# Simple Harmonic Motion with Spring

1. Mar 6, 2012

### getty102

1. The problem statement, all variables and given/known data

A massless spring is hanging vertically. With no load on the spring, it has a length of 0.22 m. When a mass of 0.68 kg is hung on it, the equilibrium length is 0.75 m. At t=0, the mass (which is at the equilibrium point) is given a velocity of 4.88 m/s downward.
At t=046s, what is the acceleration of the mass? (Positive for upward acceleration, negative for downward)

2. Relevant equations

$\Sigma$Fy=-k(yeq-y0)
$\Sigma$Fy=may

3. The attempt at a solution

The only two forces acting on the mass are the Tension from the spring and weight.
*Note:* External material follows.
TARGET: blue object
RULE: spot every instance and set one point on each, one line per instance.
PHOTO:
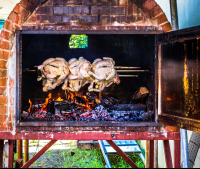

So
Tsm-(mg)=may
I am now stuck wondering if that was a good place to start. Is the traditional way to solve this problem to find the spring constant first?

2. Mar 6, 2012

### rock.freak667

Yes you should find the spring constant first as you will need it later on to get the acceleration at t= 0.46.

3. Mar 6, 2012

### getty102

I have k=(mg)/(yeq-y0). I don't think this is right.

4. Mar 7, 2012

### rock.freak667

Right, well you are given m, y0 and yeq and you know g. So you can get k.